Choosing a Wake Word

The default wake word is configurable. Good wake words are:

  • Two or more syllables — reduces false positives
  • Phonetically distinct — does not sound like common words
  • Easy to say — you will be saying it often

Examples: “hey claw,” “open claw,” “yo claw,” or whatever feels natural to you.

Sensitivity Tuning

The sensitivity value controls how aggressively Voice Wake listens:

  • 0.3 — Conservative. Fewer false positives, but you might need to speak louder or more clearly.
  • 0.5 — Balanced. Good for most environments.
  • 0.7 — Sensitive. Good for noisy environments, but may trigger on TV audio or other conversations.

Start at 0.5 and adjust based on your experience. If your assistant keeps activating when you did not say the wake word, lower the sensitivity. If it is not responding when you do say it, raise it.

Privacy Consideration

Voice Wake means your device’s microphone is always active, listening for the wake word. The audio processing for wake word detection happens locally on your device — it is not sent to any cloud service. Only after the wake word is detected does audio get sent to Whisper for transcription.
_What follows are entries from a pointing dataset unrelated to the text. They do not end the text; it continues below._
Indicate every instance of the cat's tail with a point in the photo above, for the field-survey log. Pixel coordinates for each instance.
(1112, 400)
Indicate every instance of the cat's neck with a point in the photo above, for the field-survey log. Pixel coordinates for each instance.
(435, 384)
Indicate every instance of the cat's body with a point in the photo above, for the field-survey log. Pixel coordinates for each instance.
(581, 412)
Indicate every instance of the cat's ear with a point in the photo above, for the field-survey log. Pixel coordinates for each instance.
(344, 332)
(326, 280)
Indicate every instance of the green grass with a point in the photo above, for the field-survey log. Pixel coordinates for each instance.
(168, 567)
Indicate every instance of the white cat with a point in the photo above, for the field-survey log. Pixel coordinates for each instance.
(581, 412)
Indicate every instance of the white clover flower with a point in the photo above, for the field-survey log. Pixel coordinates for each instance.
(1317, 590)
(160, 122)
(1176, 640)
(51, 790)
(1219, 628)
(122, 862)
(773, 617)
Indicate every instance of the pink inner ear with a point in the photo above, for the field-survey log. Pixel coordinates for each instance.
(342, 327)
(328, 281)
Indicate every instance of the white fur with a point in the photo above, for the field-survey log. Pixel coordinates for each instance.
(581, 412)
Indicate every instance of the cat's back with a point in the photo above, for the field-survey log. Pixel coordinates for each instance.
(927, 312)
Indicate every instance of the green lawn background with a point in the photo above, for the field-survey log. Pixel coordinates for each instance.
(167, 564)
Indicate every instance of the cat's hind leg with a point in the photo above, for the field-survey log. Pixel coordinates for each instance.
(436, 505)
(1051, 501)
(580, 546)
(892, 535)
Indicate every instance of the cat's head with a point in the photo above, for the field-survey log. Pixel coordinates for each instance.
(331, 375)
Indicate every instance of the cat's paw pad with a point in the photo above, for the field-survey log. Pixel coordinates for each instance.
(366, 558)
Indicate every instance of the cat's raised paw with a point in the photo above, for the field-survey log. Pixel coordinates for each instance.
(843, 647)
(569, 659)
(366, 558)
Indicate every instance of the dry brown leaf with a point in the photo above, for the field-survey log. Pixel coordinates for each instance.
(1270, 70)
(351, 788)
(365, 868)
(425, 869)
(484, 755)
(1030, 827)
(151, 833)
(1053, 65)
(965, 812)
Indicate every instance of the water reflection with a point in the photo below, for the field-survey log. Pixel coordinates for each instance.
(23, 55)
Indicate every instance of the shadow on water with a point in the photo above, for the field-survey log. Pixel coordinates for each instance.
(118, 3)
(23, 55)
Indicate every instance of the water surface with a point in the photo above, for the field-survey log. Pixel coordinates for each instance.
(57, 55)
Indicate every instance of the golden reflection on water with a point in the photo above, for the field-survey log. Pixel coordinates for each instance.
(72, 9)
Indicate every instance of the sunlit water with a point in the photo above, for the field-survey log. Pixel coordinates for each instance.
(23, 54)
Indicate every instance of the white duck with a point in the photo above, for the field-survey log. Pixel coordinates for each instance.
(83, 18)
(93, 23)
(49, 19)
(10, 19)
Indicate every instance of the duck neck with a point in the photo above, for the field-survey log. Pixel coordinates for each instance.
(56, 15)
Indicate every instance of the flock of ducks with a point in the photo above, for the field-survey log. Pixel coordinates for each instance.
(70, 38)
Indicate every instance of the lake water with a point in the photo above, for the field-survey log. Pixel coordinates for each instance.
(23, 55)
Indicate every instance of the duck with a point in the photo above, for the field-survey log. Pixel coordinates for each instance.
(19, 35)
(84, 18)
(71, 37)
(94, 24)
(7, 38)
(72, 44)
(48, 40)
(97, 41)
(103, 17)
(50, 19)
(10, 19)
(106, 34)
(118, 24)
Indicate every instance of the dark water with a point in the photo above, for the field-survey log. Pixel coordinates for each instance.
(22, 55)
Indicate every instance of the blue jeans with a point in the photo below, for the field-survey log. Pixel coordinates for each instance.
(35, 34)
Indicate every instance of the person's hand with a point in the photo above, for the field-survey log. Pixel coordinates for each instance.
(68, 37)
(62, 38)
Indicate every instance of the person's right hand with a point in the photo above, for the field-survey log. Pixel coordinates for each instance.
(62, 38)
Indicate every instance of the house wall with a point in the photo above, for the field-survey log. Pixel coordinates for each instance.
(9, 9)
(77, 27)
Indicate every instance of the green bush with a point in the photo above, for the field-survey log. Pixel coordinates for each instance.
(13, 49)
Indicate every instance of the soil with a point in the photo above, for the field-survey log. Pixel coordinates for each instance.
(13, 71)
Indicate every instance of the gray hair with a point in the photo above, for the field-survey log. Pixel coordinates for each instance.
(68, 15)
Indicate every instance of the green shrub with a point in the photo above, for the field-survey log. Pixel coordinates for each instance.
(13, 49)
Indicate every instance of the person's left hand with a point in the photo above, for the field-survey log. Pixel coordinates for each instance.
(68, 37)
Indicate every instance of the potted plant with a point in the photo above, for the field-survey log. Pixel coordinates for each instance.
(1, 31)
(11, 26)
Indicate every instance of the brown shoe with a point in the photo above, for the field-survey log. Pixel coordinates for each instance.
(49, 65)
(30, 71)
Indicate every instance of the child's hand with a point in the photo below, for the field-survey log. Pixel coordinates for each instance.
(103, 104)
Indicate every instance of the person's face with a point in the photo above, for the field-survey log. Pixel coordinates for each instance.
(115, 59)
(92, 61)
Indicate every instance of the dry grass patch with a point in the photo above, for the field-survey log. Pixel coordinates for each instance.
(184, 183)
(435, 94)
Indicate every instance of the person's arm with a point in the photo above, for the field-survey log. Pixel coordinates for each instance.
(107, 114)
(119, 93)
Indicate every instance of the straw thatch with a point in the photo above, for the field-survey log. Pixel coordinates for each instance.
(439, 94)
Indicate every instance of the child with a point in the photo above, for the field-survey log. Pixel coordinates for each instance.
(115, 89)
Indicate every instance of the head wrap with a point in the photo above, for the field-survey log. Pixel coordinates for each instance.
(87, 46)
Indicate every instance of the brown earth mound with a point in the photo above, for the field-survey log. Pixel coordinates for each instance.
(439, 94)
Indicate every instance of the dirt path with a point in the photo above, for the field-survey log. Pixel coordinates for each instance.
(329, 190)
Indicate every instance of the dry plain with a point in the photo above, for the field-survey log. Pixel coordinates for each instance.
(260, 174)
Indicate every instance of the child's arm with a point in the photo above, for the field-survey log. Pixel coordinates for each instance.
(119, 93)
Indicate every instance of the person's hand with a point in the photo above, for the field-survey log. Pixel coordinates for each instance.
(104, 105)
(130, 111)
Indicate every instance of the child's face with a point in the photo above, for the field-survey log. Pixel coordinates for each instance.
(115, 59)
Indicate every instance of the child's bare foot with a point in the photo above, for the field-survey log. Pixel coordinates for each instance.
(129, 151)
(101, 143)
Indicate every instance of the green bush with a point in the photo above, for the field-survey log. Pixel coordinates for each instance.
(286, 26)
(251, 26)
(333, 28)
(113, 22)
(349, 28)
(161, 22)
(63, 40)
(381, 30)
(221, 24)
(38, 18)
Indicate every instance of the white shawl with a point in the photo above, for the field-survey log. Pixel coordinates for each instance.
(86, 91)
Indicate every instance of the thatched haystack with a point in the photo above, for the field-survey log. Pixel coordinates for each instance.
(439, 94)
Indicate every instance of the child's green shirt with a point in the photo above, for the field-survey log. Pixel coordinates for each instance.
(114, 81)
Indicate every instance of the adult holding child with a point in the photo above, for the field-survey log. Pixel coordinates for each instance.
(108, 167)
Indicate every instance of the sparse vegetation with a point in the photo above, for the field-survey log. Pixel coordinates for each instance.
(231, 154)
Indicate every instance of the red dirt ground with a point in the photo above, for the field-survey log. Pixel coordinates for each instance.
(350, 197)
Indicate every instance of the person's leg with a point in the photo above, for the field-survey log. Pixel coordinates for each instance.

If you are uncomfortable with an always-on microphone, you can disable Voice Wake and activate Talk Mode manually instead.


Phone Calls with Twilio

This is where OpenClaw’s voice capabilities get genuinely surprising. Using Twilio integration, your assistant can make and receive actual phone calls. It gets a real phone number that anyone can call, and it can dial out to real phone numbers.

Use Cases for Phone Calls

  • Screening calls — OpenClaw answers your phone, takes a message, and texts you a summary
  • Making reservations — “Call that restaurant and book a table for 4 at 7 PM tonight”
  • Automated check-ins — Schedule your assistant to call you with your morning briefing
  • Outbound notifications — “Call me if the server goes down” or “Call me at 3 PM to remind me about the meeting”
  • Accessibility — People who prefer phone communication can interact with your OpenClaw assistant by calling it

Setting Up Twilio

Step 1: Create a Twilio account

Go to twilio.com and sign up. Twilio is a pay-as-you-go service. You will need to add a small amount of credit to get started (usually $20 is more than enough for months of use).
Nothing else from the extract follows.